日経のこのコラムを解説したブログ記事(吉永康樹の CFOのための読みほぐしニュース)にSECの手紙へのリンクがあったので、目を通してみましたが、基本的にはFAS157を解説したうえで、開示に当たっての留意点を述べているに過ぎません。「実質的な時価評価の後退」といった内容はまったく含まれておらず、「SECからの手紙」が以下のアドレスのレターであるとしたら、日経コラムは完全に誤報であると考えます。

SECの手紙へのリンク
http://www.sec.gov/divisions/corpfin/guidance/fairvalueltr0308.htm

また上記ブログ記事には、日経コラムの元ネタと思われるニューヨークタイムズのサイトのコラム記事へのリンクも紹介されています。

If Market Prices Are Too Low, Ignore Them
http://norris.blogs.nytimes.com/2008/03/28/if-market-prices-are-too-low-ignore-them/

このニューヨークタイムズのコラムでは、たしかにSECが基準を緩めたのではないかという趣旨のことが書かれていますが、最後に4月1日付で以下のような訂正がなされています。

Addendum, Tuesday April 1:

The posting should have noted that the phrases the S.E.C. used are taken from the original rule. This is not a new loophole, merely an invitation to use an existing one without being forced to actually disclose its use.
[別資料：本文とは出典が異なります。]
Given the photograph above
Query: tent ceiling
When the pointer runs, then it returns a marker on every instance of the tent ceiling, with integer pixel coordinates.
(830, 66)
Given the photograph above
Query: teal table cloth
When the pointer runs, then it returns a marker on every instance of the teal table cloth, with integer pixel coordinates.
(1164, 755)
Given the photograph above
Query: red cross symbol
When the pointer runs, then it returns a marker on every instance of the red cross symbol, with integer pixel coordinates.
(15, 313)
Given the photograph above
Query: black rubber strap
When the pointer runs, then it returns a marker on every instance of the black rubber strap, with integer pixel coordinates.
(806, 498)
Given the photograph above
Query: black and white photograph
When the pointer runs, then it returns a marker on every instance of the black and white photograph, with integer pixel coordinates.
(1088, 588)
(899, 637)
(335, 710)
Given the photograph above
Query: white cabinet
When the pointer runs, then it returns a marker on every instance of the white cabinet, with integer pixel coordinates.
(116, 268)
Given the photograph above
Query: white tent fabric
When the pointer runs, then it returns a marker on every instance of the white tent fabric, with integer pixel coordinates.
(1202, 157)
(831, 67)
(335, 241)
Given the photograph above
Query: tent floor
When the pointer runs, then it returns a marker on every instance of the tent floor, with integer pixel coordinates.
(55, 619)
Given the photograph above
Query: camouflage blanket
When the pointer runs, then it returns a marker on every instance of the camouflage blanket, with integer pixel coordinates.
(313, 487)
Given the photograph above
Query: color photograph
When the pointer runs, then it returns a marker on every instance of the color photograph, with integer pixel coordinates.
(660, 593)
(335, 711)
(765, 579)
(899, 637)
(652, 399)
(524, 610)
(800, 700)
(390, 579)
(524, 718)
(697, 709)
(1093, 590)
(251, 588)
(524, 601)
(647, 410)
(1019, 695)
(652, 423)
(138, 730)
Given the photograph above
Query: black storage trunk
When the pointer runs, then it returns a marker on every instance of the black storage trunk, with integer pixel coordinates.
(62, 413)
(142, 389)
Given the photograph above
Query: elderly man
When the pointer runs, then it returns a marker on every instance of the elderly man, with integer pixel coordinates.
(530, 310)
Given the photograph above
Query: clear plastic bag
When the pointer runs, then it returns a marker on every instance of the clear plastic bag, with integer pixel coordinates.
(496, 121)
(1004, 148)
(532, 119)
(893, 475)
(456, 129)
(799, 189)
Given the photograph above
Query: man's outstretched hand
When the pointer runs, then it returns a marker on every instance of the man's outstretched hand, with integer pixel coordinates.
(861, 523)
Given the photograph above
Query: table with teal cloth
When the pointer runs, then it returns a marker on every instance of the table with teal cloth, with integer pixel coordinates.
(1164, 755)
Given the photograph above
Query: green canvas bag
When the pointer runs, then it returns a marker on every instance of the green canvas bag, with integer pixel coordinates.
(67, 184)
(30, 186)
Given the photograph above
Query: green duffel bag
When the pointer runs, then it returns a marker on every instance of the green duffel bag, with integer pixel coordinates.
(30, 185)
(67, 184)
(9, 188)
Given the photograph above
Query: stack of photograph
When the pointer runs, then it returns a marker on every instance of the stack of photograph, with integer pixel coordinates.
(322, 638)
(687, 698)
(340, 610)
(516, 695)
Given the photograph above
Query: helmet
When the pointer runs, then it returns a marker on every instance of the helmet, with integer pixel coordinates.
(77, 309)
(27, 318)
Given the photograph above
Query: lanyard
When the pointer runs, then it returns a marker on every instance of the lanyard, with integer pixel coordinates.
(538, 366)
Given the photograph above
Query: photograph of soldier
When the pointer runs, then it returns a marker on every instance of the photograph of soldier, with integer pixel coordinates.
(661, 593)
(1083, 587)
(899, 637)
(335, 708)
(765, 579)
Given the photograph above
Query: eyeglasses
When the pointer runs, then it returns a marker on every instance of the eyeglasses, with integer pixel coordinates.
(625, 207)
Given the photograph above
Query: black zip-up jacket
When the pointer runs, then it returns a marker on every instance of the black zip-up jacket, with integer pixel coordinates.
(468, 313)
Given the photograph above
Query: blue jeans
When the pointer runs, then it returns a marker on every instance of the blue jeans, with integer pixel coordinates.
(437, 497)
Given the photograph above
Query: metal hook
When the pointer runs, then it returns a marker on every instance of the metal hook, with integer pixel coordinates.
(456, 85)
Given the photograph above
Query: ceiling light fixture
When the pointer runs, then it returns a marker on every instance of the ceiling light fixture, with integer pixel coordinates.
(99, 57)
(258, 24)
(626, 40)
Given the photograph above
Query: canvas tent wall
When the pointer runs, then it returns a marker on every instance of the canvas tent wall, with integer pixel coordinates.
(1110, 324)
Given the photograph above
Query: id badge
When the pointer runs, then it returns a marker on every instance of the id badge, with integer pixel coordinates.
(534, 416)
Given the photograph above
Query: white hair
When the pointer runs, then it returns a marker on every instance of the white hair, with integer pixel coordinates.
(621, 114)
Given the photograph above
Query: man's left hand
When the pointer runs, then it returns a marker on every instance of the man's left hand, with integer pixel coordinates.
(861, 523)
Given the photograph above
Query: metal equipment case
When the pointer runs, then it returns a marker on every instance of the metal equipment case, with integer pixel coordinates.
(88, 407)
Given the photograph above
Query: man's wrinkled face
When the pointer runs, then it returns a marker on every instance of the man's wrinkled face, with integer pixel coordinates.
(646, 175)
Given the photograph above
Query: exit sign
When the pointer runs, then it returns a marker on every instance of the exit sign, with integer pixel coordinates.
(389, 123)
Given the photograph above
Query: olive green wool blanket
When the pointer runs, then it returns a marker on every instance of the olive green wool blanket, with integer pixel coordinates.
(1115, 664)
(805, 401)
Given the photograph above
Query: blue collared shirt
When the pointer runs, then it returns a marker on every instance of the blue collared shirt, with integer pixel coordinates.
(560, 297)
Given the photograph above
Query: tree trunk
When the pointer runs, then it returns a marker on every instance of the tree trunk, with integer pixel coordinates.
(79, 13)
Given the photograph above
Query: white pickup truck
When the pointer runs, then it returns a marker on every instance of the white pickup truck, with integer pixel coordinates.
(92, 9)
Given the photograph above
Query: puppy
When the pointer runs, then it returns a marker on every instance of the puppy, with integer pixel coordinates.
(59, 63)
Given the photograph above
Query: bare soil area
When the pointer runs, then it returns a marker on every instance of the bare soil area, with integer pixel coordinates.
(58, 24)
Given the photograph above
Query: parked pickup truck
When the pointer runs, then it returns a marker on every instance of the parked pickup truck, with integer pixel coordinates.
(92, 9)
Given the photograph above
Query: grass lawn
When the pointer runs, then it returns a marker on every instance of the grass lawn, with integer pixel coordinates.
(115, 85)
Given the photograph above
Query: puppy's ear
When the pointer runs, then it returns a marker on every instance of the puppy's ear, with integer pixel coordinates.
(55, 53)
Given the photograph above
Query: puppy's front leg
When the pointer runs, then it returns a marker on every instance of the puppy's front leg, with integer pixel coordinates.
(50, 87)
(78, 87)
It is a fair bet that the rule writers did not contemplate a market where people could claim virtually every sale was a forced sale, but they did leave the opening.

SECが使った文言は、元々の基準からとったのもであることにふれるべきであった、これは新しい抜け穴などではない、といっています。